Queensland Heritage Register
- Official name: Atherton War Cemetery
- Type: state heritage (built)
- Designated: 19 November 2010
- Reference no.: 602765

= Atherton War Cemetery =

Atherton War Cemetery is a heritage-listed cemetery at the corner of Kennedy Highway and Rockley Road, Atherton, Tablelands Region, Queensland, Australia. It was built in 1942. It was added to the Queensland Heritage Register on 19 November 2010.

== History ==
The Atherton War Cemetery established in 1942, is situated within the Atherton Cemetery Reserve on the Kennedy Highway on the outskirts of Atherton. It contains a Cross of Sacrifice and 164 graves and headstones for soldiers and airmen killed during World War II. The Atherton War Cemetery is an example of the way in which the Imperial War Graves Commission's design principles, which were developed and implemented after World War I, were applied in a region that is significant for its World War II history and associations.

=== Commonwealth War Graves ===
The Imperial War Graves Commission (which became the Commonwealth War Graves Commission in 1960) was established in Britain by Royal Charter on 21 May 1917. The Commission's founder and vice chairman, Sir Fabian Ware, had submitted a memorandum to the 1917 Imperial War Conference outlining his concern for the upkeep of graves and sites of commemoration.
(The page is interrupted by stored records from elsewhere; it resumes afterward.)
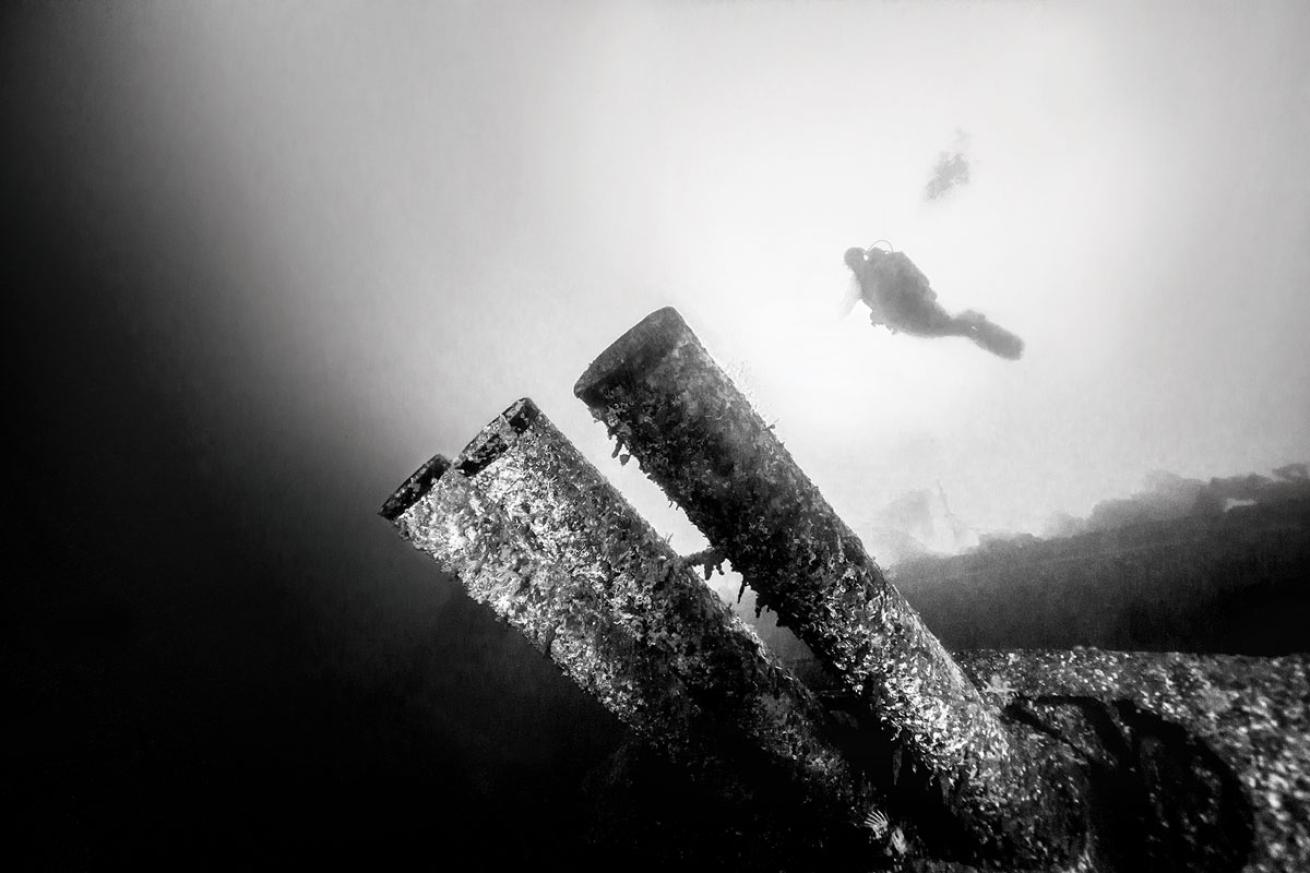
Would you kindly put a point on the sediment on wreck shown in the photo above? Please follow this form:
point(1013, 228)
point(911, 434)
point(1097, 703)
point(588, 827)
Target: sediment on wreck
point(533, 531)
point(1015, 796)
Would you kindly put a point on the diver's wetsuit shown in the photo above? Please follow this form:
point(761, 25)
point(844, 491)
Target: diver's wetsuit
point(900, 296)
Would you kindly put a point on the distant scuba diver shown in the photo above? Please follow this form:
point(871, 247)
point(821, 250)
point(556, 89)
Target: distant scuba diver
point(898, 295)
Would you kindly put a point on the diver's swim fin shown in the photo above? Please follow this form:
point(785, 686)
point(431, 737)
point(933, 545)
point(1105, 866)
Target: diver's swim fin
point(994, 338)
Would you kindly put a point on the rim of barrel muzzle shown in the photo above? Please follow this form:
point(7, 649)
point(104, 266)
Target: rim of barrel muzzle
point(634, 353)
point(497, 437)
point(413, 489)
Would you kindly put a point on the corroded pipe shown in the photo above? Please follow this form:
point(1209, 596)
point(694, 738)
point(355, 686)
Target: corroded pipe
point(533, 531)
point(666, 401)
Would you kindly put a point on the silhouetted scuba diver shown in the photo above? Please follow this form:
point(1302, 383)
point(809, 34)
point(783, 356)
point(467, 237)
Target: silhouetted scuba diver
point(899, 295)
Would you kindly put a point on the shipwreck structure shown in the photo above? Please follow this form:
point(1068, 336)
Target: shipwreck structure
point(972, 760)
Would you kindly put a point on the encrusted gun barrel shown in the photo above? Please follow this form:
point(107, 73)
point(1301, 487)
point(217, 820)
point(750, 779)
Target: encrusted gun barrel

During the conflict, Ware had used his mobile British Red Cross Unit to register and care for graves, and had received countless requests from bereaved families for information regarding their loved ones.

Once the Commission was formed, it resolved to create lasting memorials to those who lost their lives in battle and those families who had lost their loved ones.

To fulfil this aim, the Commission engaged eminent British architects to design the cemeteries and memorials. Sir Edwin Lutyens, Sir Herbert Baker and Sir Reginald Blomfield were the first three principal architects of the Commission and the Director of the British Museum, Sir Frederic Kenyon, drew their recommendations into a set of key principles regarding the development and management of the cemeteries. These principles determined that each of the dead should be commemorated by name on the headstone or memorial; headstones and memorials should be permanent; headstones should be uniform; and there should be no distinction made on account of military or civil rank, race or creed.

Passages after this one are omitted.